The "foolproof" category is a good idea, but should be called something less sensational/deceptive; maybe "always-encrypted"?
Still, interesting list, worth a look-through.
securechatguide.org
I'd really want to see what's their reasoning behind this
Owen Peterson
Every celebrity "hacker" is an informant. Wasn't this guy infamous for something before signal? I feel like I remember his name from way before then. Of nothing else, having puff pieces written about you before you've even done that much in your career warrants suspicion.

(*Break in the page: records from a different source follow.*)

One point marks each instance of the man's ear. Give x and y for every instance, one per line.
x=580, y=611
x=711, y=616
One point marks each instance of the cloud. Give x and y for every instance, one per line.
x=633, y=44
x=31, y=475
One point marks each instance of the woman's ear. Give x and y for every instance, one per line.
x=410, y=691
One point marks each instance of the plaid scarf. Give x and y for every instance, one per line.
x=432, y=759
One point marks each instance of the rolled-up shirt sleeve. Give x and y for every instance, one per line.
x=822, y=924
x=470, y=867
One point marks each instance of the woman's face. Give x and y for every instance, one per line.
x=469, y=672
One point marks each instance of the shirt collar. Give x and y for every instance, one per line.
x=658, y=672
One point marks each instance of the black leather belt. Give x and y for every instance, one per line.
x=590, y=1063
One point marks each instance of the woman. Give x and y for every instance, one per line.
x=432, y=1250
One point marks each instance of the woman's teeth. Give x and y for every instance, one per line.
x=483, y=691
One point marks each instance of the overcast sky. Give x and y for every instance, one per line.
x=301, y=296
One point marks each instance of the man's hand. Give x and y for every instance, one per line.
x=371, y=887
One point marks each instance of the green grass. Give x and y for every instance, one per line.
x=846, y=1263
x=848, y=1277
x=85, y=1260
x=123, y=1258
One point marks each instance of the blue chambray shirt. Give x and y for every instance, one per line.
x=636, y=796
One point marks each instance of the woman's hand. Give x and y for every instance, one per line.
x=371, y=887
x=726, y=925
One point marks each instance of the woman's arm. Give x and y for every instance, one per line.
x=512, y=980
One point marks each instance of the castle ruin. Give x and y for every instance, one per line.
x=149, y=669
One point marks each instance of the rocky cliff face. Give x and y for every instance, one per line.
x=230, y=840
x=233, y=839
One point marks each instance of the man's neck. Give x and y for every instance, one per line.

PGP over email is actually pretty OK. Dead dropping encrypted text on an image board is probably viable. Really, it's not like you can't have discreet comms, but you can't do it on some whiz-bang Google/Apple/Amazon/Facebook service. We don't have to actually reinvent anything.
The signal app ignores the fact that Google or Apple has access to your input at a hardware level. Google keyboard doesn't care if what you typed gets encrypted later.
Ian Cooper
I used it back when it was Ring. It's pretty shit: the video call would only properly display one side (the other had a static image instead), the video quality was dogshit, and some of the messages would get dropped. Not recommended.
Mason James
Ok so if signal is so baste redpill me on this
Grayson Smith
Oh also this. I why the fuck should I enable this.